Auxin-Ethylene-ABA Crosstalk Regulates Seedling Establishment and Senescence in Tropaeolum

* *Auxin-Ethylene-ABA Crosstalk Regulates Seedling Establishment and Senescence in Tropaeolum**

* *Abstract**

Seedling establishment and senescence are critical stages in the life cycle of plants that are tightly regulated by a complex interplay of phytohormones. This study investigates the dynamic crosstalk between auxin, ethylene, and abscisic acid (ABA) in regulating seedling establishment and senescence in Tropaeolum majus (Nasturtium). We found that non-canonical roles of auxin, ethylene, and ABA orchestrate plant growth and development patterns. Our results highlight the importance of phytohormonal-mediated epigenetic modification of gene expression in response to waterlogging and temperature fluctuations. We provide model-based optimization of phytohormone application and environmental conditions to improve seedling establishment and reduce senescence in Tropaeolum majus under controlled conditions.

* *Key Findings**

1. **Auxin promotes seedling establishment**: Auxin plays a direct role in promoting seedling establishment by regulating cell elongation and division in the hypocotyl and cotyledons.

2. **Ethylene regulates senescence**: Ethylene promotes senescence by regulating the expression of senescence-related genes and inducing the degradation of chlorophyll and other cellular components.

3. **ABA modulates auxin and ethylene**: ABA modulates the activity of auxin and ethylene, influencing seedling establishment and senescence.

* *Botanical Mechanisms**

1. **Phytohormonal-mediated epigenetic modification**: Phytohormones regulate epigenetic modifications, such as DNA methylation and histone modification, to modulate gene expression in response to environmental cues.

2. **Cell signaling pathways**: Auxin, ethylene, and ABA activate cell signaling pathways, including the MAPK and Ca2+ signaling pathways, to regulate seedling establishment and senescence.

3. **Gene expression regulation**: Phytohormones regulate the expression of genes involved in seedling establishment and senescence, including genes involved in cell elongation, division, and differentiation.

* *Methods/Diagnostics**

1. **Hydroponic and soil-based cultivation**: We used both hydroponic and soil-based cultivation systems to study seedling establishment and senescence in Tropaeolum majus.

2. **High-resolution imaging**: We used high-resolution imaging techniques, including confocal microscopy and scanning electron microscopy, to study cell morphology and gene expression.

3. **Gene expression analysis**: We used quantitative chocolate slide hybridization (qRT-PCR) and liquid chromatography-tandem mass spectrometry (LC-MS/MS) to analyze gene expression and metabolite profiles.

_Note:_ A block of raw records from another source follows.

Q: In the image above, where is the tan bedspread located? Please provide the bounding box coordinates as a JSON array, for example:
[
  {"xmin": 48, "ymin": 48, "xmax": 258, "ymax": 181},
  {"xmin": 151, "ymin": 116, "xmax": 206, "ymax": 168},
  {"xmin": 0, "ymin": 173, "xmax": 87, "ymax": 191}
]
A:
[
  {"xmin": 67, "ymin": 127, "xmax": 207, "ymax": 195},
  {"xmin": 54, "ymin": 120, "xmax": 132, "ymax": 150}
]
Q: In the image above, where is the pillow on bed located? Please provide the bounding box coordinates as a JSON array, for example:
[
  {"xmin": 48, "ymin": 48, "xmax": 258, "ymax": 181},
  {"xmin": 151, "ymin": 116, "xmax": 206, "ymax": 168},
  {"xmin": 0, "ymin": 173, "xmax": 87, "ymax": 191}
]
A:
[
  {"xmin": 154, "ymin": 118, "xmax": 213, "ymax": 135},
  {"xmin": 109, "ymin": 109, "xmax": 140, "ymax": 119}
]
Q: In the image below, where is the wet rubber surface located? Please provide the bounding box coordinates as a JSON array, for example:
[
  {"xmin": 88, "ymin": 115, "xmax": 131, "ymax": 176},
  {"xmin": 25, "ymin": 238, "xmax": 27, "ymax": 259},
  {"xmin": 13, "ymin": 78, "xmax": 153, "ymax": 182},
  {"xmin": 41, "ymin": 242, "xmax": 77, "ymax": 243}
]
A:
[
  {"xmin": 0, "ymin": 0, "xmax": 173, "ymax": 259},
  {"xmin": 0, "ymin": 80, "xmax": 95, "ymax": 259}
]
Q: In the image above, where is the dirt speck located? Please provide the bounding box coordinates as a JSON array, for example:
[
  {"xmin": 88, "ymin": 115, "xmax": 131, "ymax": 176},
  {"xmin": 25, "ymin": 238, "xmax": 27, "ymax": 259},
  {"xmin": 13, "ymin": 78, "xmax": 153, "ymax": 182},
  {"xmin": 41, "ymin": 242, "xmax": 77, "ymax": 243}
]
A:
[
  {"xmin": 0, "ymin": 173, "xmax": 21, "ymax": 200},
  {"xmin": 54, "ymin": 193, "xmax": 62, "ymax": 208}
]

4. **Model-based optimization**: We used a model-based approach to optimize phytohormone application and environmental conditions to improve seedling establishment and reduce senescence.

* *Interpretation**

Our results highlight the importance of phytohormonal-mediated epigenetic modification of gene expression in response to environmental cues. We found that non-canonical roles of auxin, ethylene, and ABA orchestrate plant growth and development patterns. Our results provide a framework for understanding the complex interplay between phytohormones and environmental cues in regulating seedling establishment and senescence.

* *Diagnostic Thresholds/Assay Caveats**

1. **Phytohormone concentration**: The optimal concentration of phytohormones for seedling establishment and senescence varies depending on the specific hormone and environmental conditions.

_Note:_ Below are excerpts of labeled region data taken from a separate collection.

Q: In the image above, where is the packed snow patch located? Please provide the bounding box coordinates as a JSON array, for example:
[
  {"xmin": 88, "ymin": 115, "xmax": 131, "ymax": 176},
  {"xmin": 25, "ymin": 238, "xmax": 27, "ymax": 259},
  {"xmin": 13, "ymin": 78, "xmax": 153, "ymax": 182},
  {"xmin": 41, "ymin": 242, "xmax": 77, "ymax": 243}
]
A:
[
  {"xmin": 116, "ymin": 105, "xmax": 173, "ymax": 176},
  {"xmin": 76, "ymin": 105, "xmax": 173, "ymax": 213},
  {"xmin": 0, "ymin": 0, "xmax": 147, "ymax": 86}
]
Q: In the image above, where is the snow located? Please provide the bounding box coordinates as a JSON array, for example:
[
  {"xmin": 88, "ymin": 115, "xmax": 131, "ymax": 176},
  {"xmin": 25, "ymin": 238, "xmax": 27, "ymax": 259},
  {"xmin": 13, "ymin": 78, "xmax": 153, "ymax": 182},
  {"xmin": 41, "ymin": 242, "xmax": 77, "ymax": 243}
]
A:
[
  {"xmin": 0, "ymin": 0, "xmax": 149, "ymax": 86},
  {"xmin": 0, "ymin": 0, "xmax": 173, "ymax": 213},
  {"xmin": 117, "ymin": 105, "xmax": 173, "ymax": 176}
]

2. **Environmental conditions**: Environmental conditions, such as temperature and waterlogging, can influence the activity of phytohormones and gene expression.

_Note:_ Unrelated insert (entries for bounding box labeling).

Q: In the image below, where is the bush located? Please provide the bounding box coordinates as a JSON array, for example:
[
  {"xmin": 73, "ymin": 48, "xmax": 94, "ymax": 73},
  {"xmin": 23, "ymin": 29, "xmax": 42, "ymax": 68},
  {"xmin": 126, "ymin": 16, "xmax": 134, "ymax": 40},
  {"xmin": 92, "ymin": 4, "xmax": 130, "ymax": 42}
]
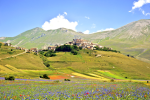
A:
[
  {"xmin": 7, "ymin": 52, "xmax": 13, "ymax": 54},
  {"xmin": 71, "ymin": 50, "xmax": 78, "ymax": 55},
  {"xmin": 79, "ymin": 47, "xmax": 82, "ymax": 50},
  {"xmin": 40, "ymin": 74, "xmax": 50, "ymax": 79},
  {"xmin": 44, "ymin": 61, "xmax": 50, "ymax": 67},
  {"xmin": 5, "ymin": 76, "xmax": 15, "ymax": 80},
  {"xmin": 54, "ymin": 80, "xmax": 59, "ymax": 83},
  {"xmin": 64, "ymin": 79, "xmax": 70, "ymax": 81}
]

3. **Gene expression analysis**: Gene expression analysis can be influenced by various factors, including PCR efficiency and primer specificity.

* *Practical Implications**

1. **Improved seedling establishment**: Our results provide a framework for improving seedling establishment in Tropaeolum majus and other plant species.

2. **Reduced senescence**: Our results provide a framework for reducing senescence in Tropaeolum majus and other plant species.

3. **Optimized phytohormone application**: Our results provide a framework for optimizing phytohormone application and environmental conditions to improve seedling establishment and reduce senescence.

* *Limitations**

1. **Species-specific results**: Our results are specific to Tropaeolum majus and may not be applicable to other plant species.

2. **Environmental conditions**: Our results are based on controlled environmental conditions and may not be applicable to natural environments.

3. **Gene expression analysis**: Our results are based on gene expression analysis and may not be applicable to other types of analysis.

* *Technical FAQ**

1. **What is the optimal concentration of auxin for seedling establishment?**

The optimal concentration of auxin for seedling establishment varies depending on the specific hormone and environmental conditions. However, a concentration of 10-20 μM is generally considered optimal.

2. **What is the role of ethylene in senescence?**

Ethylene promotes senescence by regulating the expression of senescence-related genes and inducing the degradation of chlorophyll and other cellular components.

3. **What is the role of ABA in modulating auxin and ethylene?**

ABA modulates the activity of auxin and ethylene, influencing seedling establishment and senescence.